A statement issued by the palace said the Queen “died peacefully at Balmoral this afternoon,” on Sept. 8.
Queen Elizabeth was born in 1926 and started her reign in 1952 after the death of her father King George VI, with her coronation taking place in 1953. This makes her the longest-lived and longest-reigning British monarch and the oldest and longest-serving incumbent head of state.

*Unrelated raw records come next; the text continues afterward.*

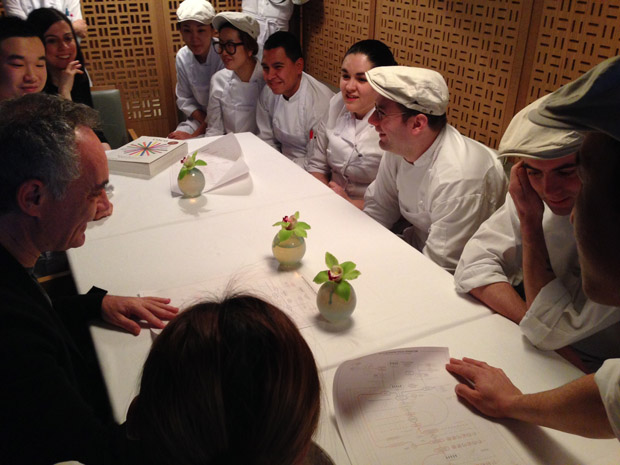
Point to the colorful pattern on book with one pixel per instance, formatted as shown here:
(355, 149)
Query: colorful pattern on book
(145, 148)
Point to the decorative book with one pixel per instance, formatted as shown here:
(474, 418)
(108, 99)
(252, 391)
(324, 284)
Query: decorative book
(146, 156)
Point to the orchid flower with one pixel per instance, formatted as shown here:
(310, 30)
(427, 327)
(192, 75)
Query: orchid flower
(189, 163)
(291, 226)
(338, 273)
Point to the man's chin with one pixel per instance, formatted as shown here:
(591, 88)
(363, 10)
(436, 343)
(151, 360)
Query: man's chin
(560, 211)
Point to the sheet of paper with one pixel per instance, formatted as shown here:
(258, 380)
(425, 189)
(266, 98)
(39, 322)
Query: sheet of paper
(288, 290)
(399, 407)
(225, 164)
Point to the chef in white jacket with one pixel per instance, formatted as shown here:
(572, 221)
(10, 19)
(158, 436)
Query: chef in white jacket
(272, 15)
(293, 103)
(445, 185)
(346, 153)
(530, 239)
(590, 405)
(196, 63)
(235, 90)
(71, 8)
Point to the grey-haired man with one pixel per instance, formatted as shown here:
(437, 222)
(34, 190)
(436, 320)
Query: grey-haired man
(54, 405)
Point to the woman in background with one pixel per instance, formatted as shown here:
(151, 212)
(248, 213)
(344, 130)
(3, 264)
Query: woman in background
(347, 153)
(235, 90)
(66, 74)
(227, 383)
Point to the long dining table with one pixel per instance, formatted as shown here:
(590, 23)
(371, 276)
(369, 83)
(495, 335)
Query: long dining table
(157, 241)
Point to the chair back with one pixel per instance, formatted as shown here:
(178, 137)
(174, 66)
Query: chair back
(108, 103)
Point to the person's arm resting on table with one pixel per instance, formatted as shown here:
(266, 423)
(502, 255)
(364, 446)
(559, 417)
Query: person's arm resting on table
(575, 408)
(123, 311)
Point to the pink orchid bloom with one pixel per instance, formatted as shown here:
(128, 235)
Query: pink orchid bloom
(335, 274)
(291, 220)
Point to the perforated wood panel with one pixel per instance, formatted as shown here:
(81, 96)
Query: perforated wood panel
(124, 48)
(474, 44)
(330, 27)
(572, 37)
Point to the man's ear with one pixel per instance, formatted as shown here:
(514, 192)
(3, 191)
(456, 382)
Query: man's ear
(299, 65)
(418, 123)
(30, 197)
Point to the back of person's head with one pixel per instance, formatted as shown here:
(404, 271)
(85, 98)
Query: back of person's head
(42, 19)
(229, 382)
(37, 141)
(287, 41)
(10, 26)
(376, 51)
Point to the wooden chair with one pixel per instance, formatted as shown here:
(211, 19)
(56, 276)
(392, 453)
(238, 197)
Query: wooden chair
(108, 101)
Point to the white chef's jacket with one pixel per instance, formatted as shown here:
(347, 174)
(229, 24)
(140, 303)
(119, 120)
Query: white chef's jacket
(193, 84)
(560, 314)
(290, 125)
(347, 149)
(446, 194)
(232, 103)
(272, 15)
(607, 379)
(22, 8)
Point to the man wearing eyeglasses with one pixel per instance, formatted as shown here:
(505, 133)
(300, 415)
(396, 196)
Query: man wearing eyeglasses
(441, 183)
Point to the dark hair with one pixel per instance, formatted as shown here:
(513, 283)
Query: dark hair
(376, 51)
(10, 26)
(37, 141)
(435, 122)
(249, 42)
(229, 382)
(287, 41)
(42, 19)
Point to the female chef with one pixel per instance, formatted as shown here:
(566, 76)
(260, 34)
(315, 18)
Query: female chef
(347, 154)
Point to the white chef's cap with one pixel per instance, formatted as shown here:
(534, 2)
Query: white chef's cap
(419, 89)
(241, 21)
(196, 10)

“The King and The Queen Consort will remain at Balmoral this evening and will return to London tomorrow,” read the rest of the statement. Balmoral Castle is located in Aberdeenshire, Scotland, and is the monarch's summer home.
At 12:20 p.m. on Thursday, Sept. 8, it was announced by Buckingham Palace that the royal doctors were concerned for the Queen's health and she was under "medical supervision."
Senior royals, including Prince William and Prince Harry, and the heir apparent Prince Charles traveled to be by her side.
Just two days before her death, The Queen met with the newest prime minister of the U.K., Liz Truss, on Tuesday, Sept. 6. Truss is the 15th prime minister since the start of Queen Elizabeth's reign.
There's a meticulous list of procedures and protocols that's existed for years as a script to follow in the event of the queen's death. It's been called the “London Bridge” plan. This is because it dictated the prime minister be told of the queen’s passing on secure lines, and that civil servants say “London Bridge is down,” as The Guardian reported in 2017.
President Joe Biden said Thursday that Queen Elizabeth was a “steadying presence and a source of comfort and pride for generations of Britons.” He added that the queen’s “legacy will loom large in the pages of British history, and in the story of our world."
Charles, Prince of Wales — now King Charles III — is the heir to the throne, as he is Queen Elizabeth's oldest child. The crown was immediately passed on to him Thursday.
This story will be updated as more news comes to light.